Shares and Share Capital
The share capital can be denominated in any of the major currencies and there is no minimum share capital requirement. Share capital would however normally be set at least at a value of 100 in order to allow for divisions. Shareholders can be individual or corporate. It is possible to incorporate a company with either a single member or with two or more shareholders. Bearer Share Warrants are permitted by law. The shares in UK companies can be held by a nominee or trustee. Only trust and corporate service providers registered with HMRC can hold shares in UK companies in the capacity of trustees or nominees if the shares are held as part of a professional service. Shareholders have a statutory requirement to hold at least one Annual General Meeting. This requirement can however be waived under certain circumstances.
The minimum number of directors appointed to the Board of Directors is one and a director can be a corporate or an individual and of any nationality. A UK company must however have at least one individual director.

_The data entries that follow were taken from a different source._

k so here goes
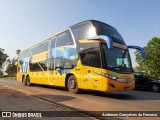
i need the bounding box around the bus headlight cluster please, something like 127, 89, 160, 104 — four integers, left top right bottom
93, 70, 132, 83
108, 75, 117, 80
116, 78, 132, 83
93, 71, 117, 80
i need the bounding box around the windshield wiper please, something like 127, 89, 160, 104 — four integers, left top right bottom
110, 66, 121, 70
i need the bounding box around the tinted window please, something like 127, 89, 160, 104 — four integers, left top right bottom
30, 62, 41, 71
30, 45, 38, 55
135, 72, 144, 78
77, 42, 99, 52
102, 44, 132, 73
93, 21, 126, 45
30, 40, 49, 55
50, 37, 56, 49
37, 44, 41, 53
80, 48, 101, 68
30, 61, 48, 71
56, 31, 73, 47
46, 59, 54, 70
71, 21, 96, 41
135, 74, 143, 78
42, 41, 49, 52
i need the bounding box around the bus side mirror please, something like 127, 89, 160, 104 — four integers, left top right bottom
127, 45, 145, 58
87, 35, 113, 49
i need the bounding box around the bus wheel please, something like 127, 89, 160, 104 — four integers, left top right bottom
67, 75, 79, 94
22, 76, 27, 86
26, 76, 32, 86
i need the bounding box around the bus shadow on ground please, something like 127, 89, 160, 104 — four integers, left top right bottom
30, 84, 160, 101
79, 90, 160, 100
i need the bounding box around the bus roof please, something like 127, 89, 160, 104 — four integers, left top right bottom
20, 20, 115, 53
20, 28, 68, 52
70, 20, 117, 30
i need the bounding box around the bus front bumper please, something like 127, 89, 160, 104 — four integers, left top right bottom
107, 79, 135, 92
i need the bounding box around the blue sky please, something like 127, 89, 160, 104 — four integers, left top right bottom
0, 0, 160, 67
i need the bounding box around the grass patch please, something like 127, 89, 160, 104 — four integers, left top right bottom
0, 76, 16, 80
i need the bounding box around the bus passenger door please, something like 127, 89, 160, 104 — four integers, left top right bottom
87, 66, 102, 91
79, 48, 102, 90
80, 66, 88, 89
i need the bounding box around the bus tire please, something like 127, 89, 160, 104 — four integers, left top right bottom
22, 75, 27, 86
26, 76, 32, 86
67, 75, 79, 94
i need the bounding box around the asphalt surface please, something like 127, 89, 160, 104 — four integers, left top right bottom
0, 84, 94, 120
0, 79, 160, 120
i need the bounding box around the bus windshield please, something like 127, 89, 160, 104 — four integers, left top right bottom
93, 21, 126, 45
102, 44, 132, 73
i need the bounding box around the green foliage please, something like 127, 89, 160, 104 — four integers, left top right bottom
16, 49, 21, 56
5, 50, 20, 76
0, 48, 8, 70
5, 58, 17, 76
135, 37, 160, 78
134, 66, 142, 72
0, 70, 3, 75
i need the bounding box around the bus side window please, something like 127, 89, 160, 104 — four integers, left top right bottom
48, 59, 54, 70
44, 41, 49, 51
80, 48, 101, 68
30, 62, 42, 71
56, 31, 73, 47
30, 63, 33, 71
71, 21, 96, 41
50, 37, 56, 49
79, 52, 87, 65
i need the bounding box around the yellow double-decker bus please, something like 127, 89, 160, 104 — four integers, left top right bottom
17, 20, 145, 93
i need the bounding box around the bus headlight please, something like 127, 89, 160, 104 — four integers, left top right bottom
93, 70, 132, 83
116, 78, 132, 83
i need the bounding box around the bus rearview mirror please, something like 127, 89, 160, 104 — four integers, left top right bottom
127, 45, 145, 58
87, 35, 113, 49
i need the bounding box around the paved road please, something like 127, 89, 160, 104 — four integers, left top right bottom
0, 83, 93, 120
0, 79, 160, 119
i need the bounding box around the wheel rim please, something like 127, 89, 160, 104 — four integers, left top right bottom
152, 84, 159, 92
69, 79, 76, 89
27, 77, 30, 85
22, 77, 25, 84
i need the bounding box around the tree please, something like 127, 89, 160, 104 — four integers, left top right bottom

Directors have a statutory obligation to hold at least one annual Board Meeting. UK companies may have a Company Secretary who is appointed by the board of directors. This is not mandatory. A Company Secretary, if appointed, may be an individual or a corporate and can be of any nationality.
There are no thin capitalisation rules but the UK provides for transfer pricing rules. The reporting currency is the same as the currency in which the share capital is denominated. This is normally taken to be the currency in which the majority of the assets are held or in which the greater part of the activity is conducted.
UK companies require an independent audit should certain thresholds be reached. UK companies must file a tax return and the financial statements are filed with the HMRC and Companies House. The financial statements and details of the officers and share holders of the company are public information.
The UK has not enacted company continuation rules meaning that companies cannot re-domicile to and from the UK. Under the UK’s merger regulations it is possible to perform cross border mergers and divisions. A UK company can however change its tax residence from the UK to another country on the basis of management and control criteria.
The financial year end of a UK company, for the purposes of the preparation of its financial statements as well as its tax reporting, is normally the anniversary of the end of the month in which the company was incorporated.